Vous m’annoncez la mort d’un vieil ami à vous[1]. Moi aussi, j’ai à vous parler de deuil. La semaine dernière j’ai perdu une petite-nièce que j’aimais beaucoup, une enfant de trois ans. Emportée en cinq jours par une pneumonie, suite d’une rougeole. La mère était malade elle-même. J’ai assisté à des désespoirs profonds, dont j’avais ma part, et j’ai monté une fois de plus la côte de ce cimetière où j’en ai déjà tant mis des miens.
Puisque nous aimons tous les deux Mme Sand et que vous me demandez de ses nouvelles, je puis vous en donner, quoique je ne l’aie pas vue depuis longtemps. Mais je la verrai dans une huitaine de jours à Paris, où je retourne pour quatre mois environ. Elle va très bien et devait passer l’hiver dans le Midi, mais le grand froid qui rendait les voyages difficiles l’en a empêchée.
Mon roman est arrivé à la fin de sa seconde partie. Mais pour l’avoir entièrement terminé, il me faut bien encore dix mois. J’aborde la Révolution de 1848 et, en étudiant cette époque-là, je découvre beaucoup de choses du passé qui expliquent des choses actuelles. Je crois que l’influence catholique y a été énorme et déplorable.
Je ne pense pas comme vous qu’on soit à la veille d’une guerre religieuse : la Foi manque trop de part et d’autre. Nous sommes dans le temps de la blague, et rien de plus.
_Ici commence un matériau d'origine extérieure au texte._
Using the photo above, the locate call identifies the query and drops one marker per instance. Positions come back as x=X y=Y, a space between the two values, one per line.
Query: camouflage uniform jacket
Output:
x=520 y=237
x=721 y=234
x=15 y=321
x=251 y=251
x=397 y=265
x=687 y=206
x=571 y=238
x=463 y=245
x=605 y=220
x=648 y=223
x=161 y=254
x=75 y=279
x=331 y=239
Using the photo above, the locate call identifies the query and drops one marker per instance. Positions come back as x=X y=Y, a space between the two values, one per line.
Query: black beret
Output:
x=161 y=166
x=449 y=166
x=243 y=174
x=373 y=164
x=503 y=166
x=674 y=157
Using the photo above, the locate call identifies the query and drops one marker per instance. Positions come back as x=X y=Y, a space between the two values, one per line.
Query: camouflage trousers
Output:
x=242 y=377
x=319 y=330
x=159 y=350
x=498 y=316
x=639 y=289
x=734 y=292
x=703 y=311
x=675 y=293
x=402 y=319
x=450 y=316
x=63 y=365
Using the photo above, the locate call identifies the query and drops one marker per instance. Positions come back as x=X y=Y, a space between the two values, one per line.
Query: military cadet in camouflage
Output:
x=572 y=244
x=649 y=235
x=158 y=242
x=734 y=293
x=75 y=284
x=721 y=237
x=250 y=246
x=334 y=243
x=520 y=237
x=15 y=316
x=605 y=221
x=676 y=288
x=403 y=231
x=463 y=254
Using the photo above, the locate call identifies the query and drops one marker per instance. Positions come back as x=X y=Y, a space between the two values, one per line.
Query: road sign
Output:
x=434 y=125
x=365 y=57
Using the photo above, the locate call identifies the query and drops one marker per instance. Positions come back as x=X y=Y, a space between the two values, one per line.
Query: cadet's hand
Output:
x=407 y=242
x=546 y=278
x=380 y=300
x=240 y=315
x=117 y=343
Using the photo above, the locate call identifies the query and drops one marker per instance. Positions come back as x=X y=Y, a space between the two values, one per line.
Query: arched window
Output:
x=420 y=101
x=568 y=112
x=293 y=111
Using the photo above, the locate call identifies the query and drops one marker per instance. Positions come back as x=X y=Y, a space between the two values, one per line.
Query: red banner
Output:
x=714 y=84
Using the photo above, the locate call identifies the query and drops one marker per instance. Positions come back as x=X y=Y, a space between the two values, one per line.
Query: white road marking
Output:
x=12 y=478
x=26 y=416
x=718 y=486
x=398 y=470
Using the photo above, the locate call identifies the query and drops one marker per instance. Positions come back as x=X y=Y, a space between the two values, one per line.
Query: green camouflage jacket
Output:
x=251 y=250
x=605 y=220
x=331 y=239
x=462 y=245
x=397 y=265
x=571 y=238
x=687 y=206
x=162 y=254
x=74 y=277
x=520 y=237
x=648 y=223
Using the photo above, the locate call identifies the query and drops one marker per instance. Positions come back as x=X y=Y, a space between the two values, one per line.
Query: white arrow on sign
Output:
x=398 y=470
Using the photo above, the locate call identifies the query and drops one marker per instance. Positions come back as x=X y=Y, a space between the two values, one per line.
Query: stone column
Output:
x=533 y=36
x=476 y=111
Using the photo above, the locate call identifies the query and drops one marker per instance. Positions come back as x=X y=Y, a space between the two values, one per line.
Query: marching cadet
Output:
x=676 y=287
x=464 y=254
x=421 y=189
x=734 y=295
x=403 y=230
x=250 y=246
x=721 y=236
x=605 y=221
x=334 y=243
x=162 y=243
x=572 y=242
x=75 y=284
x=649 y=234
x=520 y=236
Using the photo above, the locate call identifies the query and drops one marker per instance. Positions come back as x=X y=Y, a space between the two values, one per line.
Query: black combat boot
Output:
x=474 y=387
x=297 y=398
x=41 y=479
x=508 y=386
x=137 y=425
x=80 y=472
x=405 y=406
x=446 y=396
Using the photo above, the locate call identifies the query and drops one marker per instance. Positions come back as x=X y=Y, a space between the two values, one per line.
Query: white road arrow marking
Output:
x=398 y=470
Tant pis pour les gens comme nous qu’elle n’amuse pas !
Est-ce que vous ne pourriez pas trouver quelqu’un qui vous ferait des lectures, pour continuer votre histoire de l’Anjou ? Je suis très fâché que vous ayez abandonné ce travail, qui vous était sain et utile.
Vos chagrins me semblent si profonds et enracinés que je ne sais plus que vous conseiller, chère Demoiselle. Soignez vos yeux et tâchez de ne pas songer à ce qui vous afflige.
- ↑ Victor Mangin, rédacteur en chef du Phare de la Loire.